International Photography Magazine Highlights UH Videographer

A fascination with capturing “people from different cultures going about their daily lives” is what inspires the work of the University of Hawaii videographer Jeff DePonte. A call for applications from International lens magazine for his “Culture” issue led him to submit his street photographs taken during a 2014 trip to Phnom Penh, the capital of Cambodia. DePonte’s work along with nine other international photographers have been selected and featured in the October 2022 issue of the fine art photography publication.

“To see my name up there next to people I looked up to is really what’s so humbling,” said DePonte, who has been with the uh Communications Office since 2015.

Featuring scenes from Japan, India, Kenya and Cambodia, the 171-page glossy paper highlights a collection of unique projects focusing on ancient cultures and civilizations from around the world. DePonte’s 14-page photo series titled “Streets Without Borders” features 20 square black-and-white photographs taken during his nine-day trip and third visit to Phnom Penh. DePonte was there as part of a documentary film project featuring the Future Light Orphanage and its founder Nuon Phaly.

“I adopted a set of constraints that would define the work: one camera, one lens, black and white, square,” he wrote in his artist statement. “Working as a photojournalist in Phnom Penh gave me a new frame of reference. Humanist social photography is the same whether it is cinema verité or photo still.

See the extraordinary in the ordinary

With his trusty Fuji X100 camera in hand, DePonte immersed himself completely in the city, snapping photos of people everywhere he went.

“Street photography helps me see the extraordinary in the ordinary, helps me experience a place more fully,” he said.

Images from Phnom Penh include barefoot children on the streets and in the market, a motorbike delivery, jewelers at work, an elderly woman smiling for the camera, Buddhist monks gathered at the Royal Palace and ladies working in the rice fields – DePonte’s favorite in the collection.

“You can see a range of emotions on their faces (laughter, confusion, etc.),” ​​he said. “As a street photographer, I needed to move something that says ‘I respect you’ without being off-putting.”

DePonte said, “Experiencing a place as impoverished as Cambodia will make you question the things you take for granted back home in your own comfort zone. I find it invigorating to observe the cultures of foreign lands.
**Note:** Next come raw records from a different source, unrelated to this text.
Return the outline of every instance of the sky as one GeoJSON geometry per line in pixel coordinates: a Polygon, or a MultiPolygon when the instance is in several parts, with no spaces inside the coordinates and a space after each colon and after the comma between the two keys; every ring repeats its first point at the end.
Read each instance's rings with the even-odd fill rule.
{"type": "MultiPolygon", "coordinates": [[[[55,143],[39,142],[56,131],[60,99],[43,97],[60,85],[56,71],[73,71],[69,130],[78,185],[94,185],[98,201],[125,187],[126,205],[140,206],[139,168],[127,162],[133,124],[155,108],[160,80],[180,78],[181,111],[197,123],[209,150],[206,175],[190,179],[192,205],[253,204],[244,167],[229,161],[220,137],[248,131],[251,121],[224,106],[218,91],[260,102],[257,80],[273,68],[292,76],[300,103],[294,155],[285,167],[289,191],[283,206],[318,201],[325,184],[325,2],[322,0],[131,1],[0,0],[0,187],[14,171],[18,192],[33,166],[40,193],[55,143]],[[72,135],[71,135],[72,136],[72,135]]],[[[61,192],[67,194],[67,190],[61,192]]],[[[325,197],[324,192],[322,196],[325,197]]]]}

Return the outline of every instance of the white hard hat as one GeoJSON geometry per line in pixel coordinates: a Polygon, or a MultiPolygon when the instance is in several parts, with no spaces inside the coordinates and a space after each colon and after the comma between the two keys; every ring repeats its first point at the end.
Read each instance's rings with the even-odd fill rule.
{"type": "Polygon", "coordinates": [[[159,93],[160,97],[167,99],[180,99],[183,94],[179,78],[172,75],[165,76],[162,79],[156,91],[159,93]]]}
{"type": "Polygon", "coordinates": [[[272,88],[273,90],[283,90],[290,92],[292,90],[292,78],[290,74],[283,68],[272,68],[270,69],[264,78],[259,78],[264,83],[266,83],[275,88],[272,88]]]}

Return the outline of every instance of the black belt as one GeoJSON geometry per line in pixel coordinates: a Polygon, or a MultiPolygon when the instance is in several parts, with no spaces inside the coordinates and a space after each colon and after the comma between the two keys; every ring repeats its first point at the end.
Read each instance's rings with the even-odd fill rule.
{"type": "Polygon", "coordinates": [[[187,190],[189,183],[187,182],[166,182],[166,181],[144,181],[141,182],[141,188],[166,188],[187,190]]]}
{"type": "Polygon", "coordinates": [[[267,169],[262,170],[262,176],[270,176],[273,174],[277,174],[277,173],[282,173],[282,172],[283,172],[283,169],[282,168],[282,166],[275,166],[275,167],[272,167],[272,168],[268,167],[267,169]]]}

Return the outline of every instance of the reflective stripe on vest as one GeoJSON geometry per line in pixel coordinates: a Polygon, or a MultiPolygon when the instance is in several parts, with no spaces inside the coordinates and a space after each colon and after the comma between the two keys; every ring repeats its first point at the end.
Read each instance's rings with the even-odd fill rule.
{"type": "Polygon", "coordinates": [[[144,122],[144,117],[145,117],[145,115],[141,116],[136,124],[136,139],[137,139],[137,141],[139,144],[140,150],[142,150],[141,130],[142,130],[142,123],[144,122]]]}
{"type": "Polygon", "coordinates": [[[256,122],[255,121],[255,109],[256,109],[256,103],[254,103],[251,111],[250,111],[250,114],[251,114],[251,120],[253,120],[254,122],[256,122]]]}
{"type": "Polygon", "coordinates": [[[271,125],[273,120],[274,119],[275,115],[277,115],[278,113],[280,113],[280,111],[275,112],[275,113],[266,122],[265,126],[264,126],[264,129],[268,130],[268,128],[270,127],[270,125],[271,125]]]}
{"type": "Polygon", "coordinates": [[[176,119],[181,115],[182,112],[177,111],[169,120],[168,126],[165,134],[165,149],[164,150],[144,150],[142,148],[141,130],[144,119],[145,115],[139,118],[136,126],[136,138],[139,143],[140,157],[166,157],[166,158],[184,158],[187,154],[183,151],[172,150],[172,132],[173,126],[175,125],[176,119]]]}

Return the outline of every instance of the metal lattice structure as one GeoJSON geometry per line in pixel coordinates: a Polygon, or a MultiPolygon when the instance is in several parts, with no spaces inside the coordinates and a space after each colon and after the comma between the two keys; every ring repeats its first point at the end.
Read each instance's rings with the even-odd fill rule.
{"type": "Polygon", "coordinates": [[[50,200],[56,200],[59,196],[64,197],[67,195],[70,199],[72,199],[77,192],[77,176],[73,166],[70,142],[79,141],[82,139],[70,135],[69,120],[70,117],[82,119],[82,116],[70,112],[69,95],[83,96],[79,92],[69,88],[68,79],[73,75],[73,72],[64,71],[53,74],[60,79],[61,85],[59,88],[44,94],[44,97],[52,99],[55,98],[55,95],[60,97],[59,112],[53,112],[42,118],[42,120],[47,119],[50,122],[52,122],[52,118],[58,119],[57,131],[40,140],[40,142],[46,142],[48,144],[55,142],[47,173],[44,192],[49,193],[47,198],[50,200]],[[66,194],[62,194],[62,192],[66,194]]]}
Photography can help us question what is normal and routine, while portraying the ingenuity and resourcefulness that are universal.

Learn more about DePonte

boy sitting on DePonte's lap
A little boy jumps into DePonte’s lap at the Royal Palace in Phnom Penh.

DePonte served as a videographer with the uh Communications Office for seven years, and captured many stories for uh New about amazing people and programs across the uh System.

“I love situations where we go and are more or less part of the action, not just reporting but being involved in the story,” he said.

DePonte has over 40 years of experience in photography and video production under his belt. He has worked on various independent photography and film projects, and in several fields to KGMBTV, from community relations to writer/producer/director, for 30 years. He was also co-founder and president of Pipeline Digital, Hawaii, a software company specializing in VCR control that had partnerships with several large technology companies.

He credits his mentor and longtime Kamehameha Schools Photo Archivist, the late Luryier “Pop” Diamond, for “greatly influencing” his photography, as a high school student and then as a colleague. DePonte took over the role of mentor at Kamehameha Schools when he retired in the 80s and was able to work alongside him for a few years.